Project description:We have found that refinement of protein NMR structures using Rosetta with experimental NMR restraints yields more accurate protein NMR structures than those that have been deposited in the PDB using standard refinement protocols. Using 40 pairs of NMR and X-ray crystal structures determined by the Northeast Structural Genomics Consortium, for proteins ranging in size from 5-22 kDa, restrained Rosetta refined structures fit better to the raw experimental data, are in better agreement with their X-ray counterparts, and have better phasing power compared to conventionally determined NMR structures.

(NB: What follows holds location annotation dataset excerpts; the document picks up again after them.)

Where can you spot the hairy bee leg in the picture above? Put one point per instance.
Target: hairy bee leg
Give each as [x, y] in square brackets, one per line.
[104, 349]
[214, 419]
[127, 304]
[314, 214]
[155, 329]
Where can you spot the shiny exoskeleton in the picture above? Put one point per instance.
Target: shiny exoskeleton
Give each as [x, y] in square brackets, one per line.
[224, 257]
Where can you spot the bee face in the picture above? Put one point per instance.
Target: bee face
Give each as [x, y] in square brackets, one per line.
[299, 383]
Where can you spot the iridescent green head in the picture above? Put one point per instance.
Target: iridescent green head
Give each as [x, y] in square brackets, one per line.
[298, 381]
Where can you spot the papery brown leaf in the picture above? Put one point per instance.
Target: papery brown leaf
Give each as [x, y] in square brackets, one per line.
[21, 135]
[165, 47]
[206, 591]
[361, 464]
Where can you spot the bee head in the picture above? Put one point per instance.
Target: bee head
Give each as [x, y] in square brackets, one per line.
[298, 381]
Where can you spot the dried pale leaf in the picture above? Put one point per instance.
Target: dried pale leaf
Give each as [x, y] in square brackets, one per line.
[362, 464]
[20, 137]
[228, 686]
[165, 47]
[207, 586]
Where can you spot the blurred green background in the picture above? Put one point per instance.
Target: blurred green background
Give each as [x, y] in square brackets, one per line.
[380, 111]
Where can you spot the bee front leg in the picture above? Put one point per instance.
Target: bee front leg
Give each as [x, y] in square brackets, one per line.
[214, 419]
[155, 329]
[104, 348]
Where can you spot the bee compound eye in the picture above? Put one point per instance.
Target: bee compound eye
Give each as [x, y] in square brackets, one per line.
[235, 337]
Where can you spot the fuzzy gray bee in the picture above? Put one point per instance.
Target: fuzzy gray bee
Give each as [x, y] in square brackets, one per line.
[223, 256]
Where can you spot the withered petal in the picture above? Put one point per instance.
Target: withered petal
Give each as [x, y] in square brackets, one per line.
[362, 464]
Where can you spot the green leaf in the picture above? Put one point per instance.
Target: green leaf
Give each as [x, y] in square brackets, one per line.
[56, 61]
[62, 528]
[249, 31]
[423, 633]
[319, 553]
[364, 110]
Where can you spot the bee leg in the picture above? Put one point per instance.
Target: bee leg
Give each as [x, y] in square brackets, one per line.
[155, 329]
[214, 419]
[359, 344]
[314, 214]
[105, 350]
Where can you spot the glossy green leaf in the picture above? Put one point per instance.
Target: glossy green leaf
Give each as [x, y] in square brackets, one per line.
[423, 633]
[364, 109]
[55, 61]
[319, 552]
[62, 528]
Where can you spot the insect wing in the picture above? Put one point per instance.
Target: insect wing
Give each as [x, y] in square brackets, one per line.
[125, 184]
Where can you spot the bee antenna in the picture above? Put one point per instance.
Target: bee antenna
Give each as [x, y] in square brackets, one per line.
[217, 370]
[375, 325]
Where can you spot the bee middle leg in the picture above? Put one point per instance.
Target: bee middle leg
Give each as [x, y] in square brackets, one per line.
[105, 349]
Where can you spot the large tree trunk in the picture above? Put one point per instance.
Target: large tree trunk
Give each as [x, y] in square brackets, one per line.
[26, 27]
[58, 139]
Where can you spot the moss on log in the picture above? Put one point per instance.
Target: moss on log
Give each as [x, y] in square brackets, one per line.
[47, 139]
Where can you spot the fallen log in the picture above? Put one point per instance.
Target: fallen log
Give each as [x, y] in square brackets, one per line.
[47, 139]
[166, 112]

For 37 proteins for which NMR ensembles were available and which had similar structures in solution and in the crystal, all of the restrained Rosetta refined NMR structures were sufficiently accurate to be used for solving the corresponding X-ray crystal structures by molecular replacement. The protocol for restrained refinement of protein NMR structures was also compared with restrained CS-Rosetta calculations. For proteins smaller than 10 kDa, restrained CS-Rosetta, starting from extended conformations, provides slightly more accurate structures, while for proteins in the size range of 10-25 kDa the less CPU intensive restrained Rosetta refinement protocols provided equally or more accurate structures. The restrained Rosetta protocols described here can improve the accuracy of protein NMR structures and should find broad and general for studies of protein structure and function.